What I find interesting is how much I notice myself fidgeting lately. I shake my leg when I sit, I stretch, I rotate my torso and twist about in my chair, I tap my feet on the floor, etc. My husband has noticed too because every time I start to shake my leg a little too vigorously I get a “you are doing it again” kind of look. I’m not intentionally shaking, twitching and moving about but I remember this is how I was when I was young (way before I intentionally started exercising.) I was always told in school and at my grandmothers house to “sit still!” My mom never bothered to tell me this because she was a leg shaker too, so she understood me a bit better than everyone else. And it’s funny, because my own son is a ball of boundless energy who constantly is flipping and moving about. And I’m always telling him to “sit still!”
Gym-Free Secret: Why Sit Still?
Pretty much the last thing anybody should do these days is sit still. I really think most people today have a serious case of “sit-itus”—we are all practically addicted to sitting in our chairs. We shop, socialize, work, enjoy entertainment, drive and pretty much live our lives in a seated position. I’m guilty too. But I don’t actually just sit there motionless. And research shows this isn’t necessarily a bad thing.
As I was flipping through this month’s issue of my American College of Sports Medicine Health & Fitness Journal (Vol. 16/ NO. 2), I couldn’t help but cut out the article titled “Sit Less and Stand and Move More.” The article explains how non-exercise activity thermogenesis (NEAT), or the energy one expends on all physical activities outside of purposeful exercise, plays a significant role in promoting good health.
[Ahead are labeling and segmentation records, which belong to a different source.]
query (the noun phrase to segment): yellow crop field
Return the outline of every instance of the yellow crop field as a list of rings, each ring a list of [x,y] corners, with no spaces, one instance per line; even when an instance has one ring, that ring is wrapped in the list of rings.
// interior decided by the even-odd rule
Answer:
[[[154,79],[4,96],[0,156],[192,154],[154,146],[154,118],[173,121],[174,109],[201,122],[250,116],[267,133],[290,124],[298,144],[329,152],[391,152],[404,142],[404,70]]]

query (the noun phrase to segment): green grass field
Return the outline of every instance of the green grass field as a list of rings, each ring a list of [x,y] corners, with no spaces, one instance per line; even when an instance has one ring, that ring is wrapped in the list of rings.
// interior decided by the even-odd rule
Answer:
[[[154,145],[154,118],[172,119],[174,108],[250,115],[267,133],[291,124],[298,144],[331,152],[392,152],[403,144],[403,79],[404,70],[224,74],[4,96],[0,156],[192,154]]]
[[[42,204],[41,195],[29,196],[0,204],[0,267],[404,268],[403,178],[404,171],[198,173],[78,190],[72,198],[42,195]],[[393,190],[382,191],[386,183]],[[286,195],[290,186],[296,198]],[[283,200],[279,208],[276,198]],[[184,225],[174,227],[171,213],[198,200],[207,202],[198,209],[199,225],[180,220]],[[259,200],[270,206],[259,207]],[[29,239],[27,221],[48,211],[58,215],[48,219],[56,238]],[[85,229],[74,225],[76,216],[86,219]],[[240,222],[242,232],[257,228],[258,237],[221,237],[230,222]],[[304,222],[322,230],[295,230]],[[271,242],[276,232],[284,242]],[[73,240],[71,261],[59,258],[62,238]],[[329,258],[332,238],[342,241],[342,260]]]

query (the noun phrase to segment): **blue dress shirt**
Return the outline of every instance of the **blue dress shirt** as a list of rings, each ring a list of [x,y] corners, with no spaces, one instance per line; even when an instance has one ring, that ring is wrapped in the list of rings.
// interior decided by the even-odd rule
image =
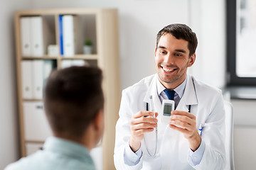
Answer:
[[[21,158],[9,165],[5,170],[95,170],[85,147],[55,137],[47,139],[43,150]]]

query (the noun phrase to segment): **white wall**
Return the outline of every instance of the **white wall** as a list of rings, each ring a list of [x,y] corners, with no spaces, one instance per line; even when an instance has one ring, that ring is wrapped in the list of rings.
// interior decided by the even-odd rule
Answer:
[[[198,35],[199,42],[196,63],[190,72],[212,85],[221,87],[225,84],[225,1],[1,0],[1,4],[0,106],[2,110],[0,130],[3,135],[1,135],[0,146],[4,152],[0,152],[0,157],[6,159],[1,161],[0,169],[6,162],[16,159],[18,153],[12,24],[14,9],[117,8],[122,89],[155,73],[154,51],[156,36],[160,29],[172,23],[188,24]]]
[[[1,0],[0,5],[0,169],[18,157],[14,11],[30,1]]]
[[[191,0],[191,26],[198,38],[196,60],[191,72],[209,84],[225,85],[225,1]]]
[[[256,167],[256,101],[231,100],[231,103],[234,108],[235,167],[252,169]]]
Really? My ears perked up as I started tapping my foot with a little more pep. And then I thought of my grandpa Earl who lived to be 98 years old who would sit in his chair as he shook his long lean leg and tell me he was doing his “exercise.” It drove my overweight grandmother nuts. Apparently grandpa Earl might have actually been onto something though because apparently NEAT activities as simple as shaking your foot or standing instead of sitting while talking on the phone, cause muscles to contract, positively impact fat metabolism, increase calorie expenditure and minimize long term weight gain.
Naturally Thin People Might Really Move More
Grandpa Earl was as thin as a beanpole and it might just be that naturally thin people really do fidget and move more. Although I normally intentionally exercise when I am not on crutches it might be that when I am not able to expend energy through exercise my body naturally makes up for it by causing me to move more. This is just my own theory but I do know that research shows a number of negative metabolic changes are associated with low levels of NEAT, including insulin resistance, obesity and metabolic syndrome. So it certainly can’t hurt to move a bit more!
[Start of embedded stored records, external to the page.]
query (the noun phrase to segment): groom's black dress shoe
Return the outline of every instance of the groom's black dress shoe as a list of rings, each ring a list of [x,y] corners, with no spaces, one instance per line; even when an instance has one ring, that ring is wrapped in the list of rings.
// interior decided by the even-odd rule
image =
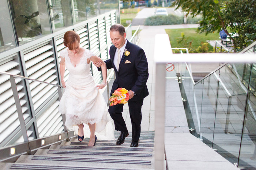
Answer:
[[[121,132],[120,136],[116,141],[116,145],[119,145],[122,144],[124,142],[124,139],[125,138],[125,137],[128,137],[128,135],[129,133],[128,133],[128,130],[125,132]]]
[[[131,143],[131,147],[137,147],[139,146],[139,142],[140,141],[139,140],[138,141],[132,141],[132,143]]]

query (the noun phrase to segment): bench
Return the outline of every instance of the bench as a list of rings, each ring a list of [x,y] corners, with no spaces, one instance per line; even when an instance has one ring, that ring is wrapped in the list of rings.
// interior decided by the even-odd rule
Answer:
[[[221,43],[223,44],[225,44],[226,45],[226,46],[227,47],[230,47],[231,46],[228,46],[227,44],[230,44],[230,42],[231,41],[231,40],[229,39],[229,38],[227,37],[226,38],[221,38],[220,37],[219,37],[219,38],[221,40]],[[227,43],[227,42],[229,42],[229,43]],[[223,42],[226,43],[226,44],[225,43],[223,43]]]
If you are not a natural mover and shaker then you might want to consciously try to move for at least 10 minutes every hour. Here are just a few NEAT ways to get moving:
- Shake your leg when you are sitting (I am very good at this!)
- Walk around while you talk on the phone (I NEVER sit and talk)
- Stand and stretch
- Do calf raises
- Do side bends in your chair
- Do arm circles
- Tap your feet (I know from experience this can irritate people if you have loud shoes though)
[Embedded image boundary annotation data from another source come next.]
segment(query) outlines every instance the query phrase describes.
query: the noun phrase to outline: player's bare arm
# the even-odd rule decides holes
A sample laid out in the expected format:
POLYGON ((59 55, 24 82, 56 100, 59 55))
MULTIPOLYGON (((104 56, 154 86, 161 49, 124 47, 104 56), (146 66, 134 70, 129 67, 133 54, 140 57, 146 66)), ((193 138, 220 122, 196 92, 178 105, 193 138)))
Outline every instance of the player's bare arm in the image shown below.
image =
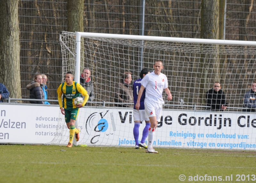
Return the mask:
POLYGON ((164 89, 164 91, 168 95, 167 97, 167 99, 168 100, 171 100, 172 99, 172 94, 171 93, 171 91, 168 88, 166 88, 164 89))
POLYGON ((77 104, 76 106, 76 107, 77 108, 81 108, 81 107, 83 107, 83 106, 82 106, 82 104, 77 104))
POLYGON ((140 91, 139 92, 139 94, 138 94, 138 99, 137 100, 137 103, 136 103, 136 105, 135 105, 135 108, 137 110, 139 110, 140 108, 140 98, 141 97, 141 95, 143 93, 143 91, 145 89, 145 87, 141 85, 140 87, 140 91))

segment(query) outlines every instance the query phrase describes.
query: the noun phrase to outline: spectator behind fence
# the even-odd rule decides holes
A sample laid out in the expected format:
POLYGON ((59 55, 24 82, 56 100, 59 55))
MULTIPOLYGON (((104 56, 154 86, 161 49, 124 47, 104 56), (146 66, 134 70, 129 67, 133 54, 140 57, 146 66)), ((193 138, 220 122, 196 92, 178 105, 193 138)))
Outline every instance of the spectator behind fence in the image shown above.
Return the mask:
POLYGON ((244 98, 244 107, 247 109, 243 109, 243 112, 255 113, 256 109, 255 99, 256 98, 256 81, 252 84, 251 90, 245 93, 244 98))
MULTIPOLYGON (((43 84, 42 76, 41 74, 37 74, 35 76, 35 81, 27 85, 27 89, 29 91, 29 99, 44 99, 44 93, 43 87, 44 84, 43 84)), ((30 101, 31 104, 44 104, 43 101, 30 101)))
MULTIPOLYGON (((42 79, 43 80, 43 84, 44 84, 44 87, 43 87, 43 90, 44 93, 44 99, 47 100, 48 97, 48 93, 47 92, 47 86, 46 86, 46 82, 48 80, 47 77, 46 75, 42 74, 42 79)), ((50 104, 48 102, 44 101, 44 104, 50 104)))
POLYGON ((80 84, 87 91, 87 93, 89 95, 88 101, 92 102, 94 99, 95 95, 92 82, 90 76, 91 70, 88 69, 84 69, 84 71, 80 76, 80 84))
POLYGON ((206 110, 223 111, 227 109, 228 103, 226 102, 225 93, 220 90, 221 87, 219 82, 215 82, 213 88, 206 93, 206 106, 211 107, 206 110))
MULTIPOLYGON (((132 103, 133 99, 132 88, 130 85, 132 81, 132 73, 126 71, 121 76, 119 83, 117 83, 115 87, 114 100, 119 103, 132 103)), ((124 104, 115 105, 117 107, 131 107, 132 105, 124 104)))
POLYGON ((7 99, 10 94, 10 92, 4 85, 0 83, 0 102, 3 102, 3 100, 1 99, 7 99))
- Do seated leg extensions
Oh yeah, and don’t forget to watch what you eat! Even if you are among the naturally thin people, what you eat matters. It matters a lot. And food matters more than fitness….
Wednesday 28th of March 2012
I know sitting for long periods of time is not good for you but what are you supposed to do when that is what is required of you? My job dictates how much time I have away from my desk and how far from it I can get at any given time. When you are an emergency response dispatcher you don't have a lot of freedom to do what you want to do.